Effective visualization of MCAS images presents two main challenges. First, the final all-in-focus image generated from the data processing steps described previously is 16 GP, which is more than can be displayed simultaneously on a single monitor. Additionally, sometimes the height variation within a single camera FOV exceeds the lens’ depth of field, so we cannot guarantee that every point within the sensor image is in focus.

To address challenges for seamless viewing of high-resolution images, we developed Gigaviewer, a custom-built, web-based viewer using OpenSeadragon⁴⁴. It includes user-adjustable focus capability on top of zoom and pan options provided by OpenSeadragon. The viewer generates images at different zoom levels to show varying resolutions, preloading adjacent fields of view for seamless viewing. Example images can be viewed at https://gigazoom.rc.duke.edu.

Adjusting the focal plane, as pathologists do with traditional microscopes, is crucial for examining thick specimens with varying heights. To ensure every part of the specimen is in focus, we stitched and visualized images for the most in-focus plane as determined by the Laplacian metric, as well as the planes above and below it. This allows users to switch between focal planes and view thick specimens without defocusing problems.

MCAS hardware

For illumination, we utilized a 16 × 24 LED array with a 9 mm LED pitch (384-well RGB LED microplate light panels from Tindie), positioned approximately 5 cm beneath the sample plane. A diffusive screen was placed above the LED array. To scan specimens laterally and axially, we employed three motorized linear stages from Zaber (X-LSM Series with travel distances 200, 100, and 50 mm). Table 1 lists the main optical characteristics of the customized lenses used in our MCAS, and Supplementary Fig. 5 shows the characterization of resolution uniformity.

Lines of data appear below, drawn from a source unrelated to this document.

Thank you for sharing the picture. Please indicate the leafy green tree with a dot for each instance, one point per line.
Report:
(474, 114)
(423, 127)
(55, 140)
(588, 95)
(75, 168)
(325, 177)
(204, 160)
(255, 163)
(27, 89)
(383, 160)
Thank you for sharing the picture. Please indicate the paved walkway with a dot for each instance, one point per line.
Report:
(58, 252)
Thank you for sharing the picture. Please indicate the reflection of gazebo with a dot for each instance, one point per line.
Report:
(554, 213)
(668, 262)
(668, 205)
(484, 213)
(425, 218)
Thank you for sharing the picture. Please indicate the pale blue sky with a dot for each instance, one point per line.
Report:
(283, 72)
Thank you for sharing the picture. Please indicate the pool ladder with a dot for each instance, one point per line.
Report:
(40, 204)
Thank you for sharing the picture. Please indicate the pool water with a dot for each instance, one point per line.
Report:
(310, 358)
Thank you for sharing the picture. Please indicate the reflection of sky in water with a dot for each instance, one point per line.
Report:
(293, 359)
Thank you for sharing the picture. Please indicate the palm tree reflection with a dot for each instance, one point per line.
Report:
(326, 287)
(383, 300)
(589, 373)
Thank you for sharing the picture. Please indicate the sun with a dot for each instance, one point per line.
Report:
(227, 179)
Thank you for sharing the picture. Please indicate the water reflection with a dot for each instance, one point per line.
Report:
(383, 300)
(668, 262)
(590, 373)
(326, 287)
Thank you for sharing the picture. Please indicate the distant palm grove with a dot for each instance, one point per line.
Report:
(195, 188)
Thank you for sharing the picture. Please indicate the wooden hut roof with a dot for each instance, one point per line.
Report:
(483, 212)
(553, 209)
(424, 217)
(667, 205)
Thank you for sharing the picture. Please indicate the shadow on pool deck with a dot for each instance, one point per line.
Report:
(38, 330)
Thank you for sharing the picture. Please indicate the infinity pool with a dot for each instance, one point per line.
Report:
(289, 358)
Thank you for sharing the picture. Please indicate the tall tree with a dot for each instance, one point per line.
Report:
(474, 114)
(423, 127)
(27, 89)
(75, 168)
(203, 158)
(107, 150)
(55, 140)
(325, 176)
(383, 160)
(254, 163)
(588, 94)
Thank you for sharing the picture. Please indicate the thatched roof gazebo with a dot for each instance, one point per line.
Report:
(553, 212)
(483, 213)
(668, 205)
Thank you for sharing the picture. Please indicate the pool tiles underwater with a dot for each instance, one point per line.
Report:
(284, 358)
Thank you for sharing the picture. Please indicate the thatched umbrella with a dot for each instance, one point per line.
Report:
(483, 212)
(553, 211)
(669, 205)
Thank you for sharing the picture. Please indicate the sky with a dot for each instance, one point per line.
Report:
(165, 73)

Table 1 Lens specifications

Full size table

As shown in Supplementary Fig. 5, there is a one-element drop in resolution for both the 0.3 NA and 0.5 NA lenses when comparing the center and the edge of the FOV. Since our annotations are present in both the center and the edge of the FOV, our trained model accounts for all possible aberrations in our imaging system, enhancing its robustness. For visual smear inspection, where minimizing the effects of resolution degradation and lens aberration at the edge of the FOV is beneficial, we plan to crop out the outermost FOV before using it for future studies.

Also, this imaging system exhibits field curvature. To measure it, we imaged a flat target using axial scanning with a 5 μm step size. We then identified the most in-focus plane at each pixel using contrast measurements obtained with a Laplacian operator⁴⁵. Ideally, only one focal plane should be used across the FOV to form the all-in-focus image, as the object is flat. However, as shown in Supplementary Fig. 6, our imaging system exhibits field curvature, with each lens showing a slightly different amount. Since we capture a focal stack to image thick specimens, We can partially correct for this field curvature by using such a map to adjust the z-slices that different pixels are assigned to. In the majority of this work, including for the developed machine learning applications, we generated all-in-focus images before feeding them to the networks, minimizing the effect of defocus.